At the beginning of the film, a group of LARPers (Live Action Roleplayers) have their games ruined by a bunch of camo-wearing rednecks with paintball guns. Oh, the jocks… the geek’s natural enemy. I’m sympathetic to the LARPer’s plight.
But after all the homophobic jokes and casual sexism out of the mouths of the LARPers, I’m not so sure they’ve got a leg to stand on as being better people than their paintballing antagonists.
One review seemed to think that the sexist rhetoric in the film was a clever nod to the immature sexual jokes found within geek culture without actually perpetuating that sexism, and I’d like to believe that interpretation. But I don’t. There’s a whole scene where two characters banter in character about one’s “sea hag” of a wife. It’s subtitled in “out of character” English as how his bitch of a wife is making him clean the garage. The love interest is ogled openly by men who talk about her “+3 ass.” An upset woman is told (for laughs) that maybe she’s having her monthlies.

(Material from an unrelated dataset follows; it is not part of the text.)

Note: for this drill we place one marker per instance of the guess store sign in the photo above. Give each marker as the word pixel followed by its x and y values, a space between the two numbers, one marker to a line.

The primary antagonist of the film? It’s the protagonist’s ex-girlfriend, summoned from hell as a succubus, who goes around and seduces people and then rips their hearts out. Subtle.
The film passes the Bechdel test if a demon from hell counts as a woman.
Oh, the elf is gay? Oh man, didn’t see that one coming. Wait, yes I did. (That said, he has some of the best lines in the movie, in the one scene he’s in before his death).
Are we not better than this? Because what I’m looking at when I see this film is a film that’s more sexist than mainstream culture. I didn’t even know that was possible.
Outside all the above, it’s kind of an entertaining B-movie and I’m always a sucker for when roleplayers are forced to make the decision to actually fight evil. And credit where it’s due, I didn’t catch a single little person joke about Peter Dinklage’s character, and one of the LARPer kings was in a wheelchariot. I’m also always drawn to “hurray for the losers, fuck the social climbers” narratives.
So maybe I should just “man up” and try to enjoy the movie.
Your feelings about this sort of reminded me about my feelings after seeing Fanboys. I had been excited to see it because Ernest Cline worked on it, and I really enjoed his book Ready Player One. But there was just so much sexism and, well, the kind of shit that I expect from a mainstream piece of crap movie like fucking Road Trip. Not from something about geeks by geeks. BIG SIGH.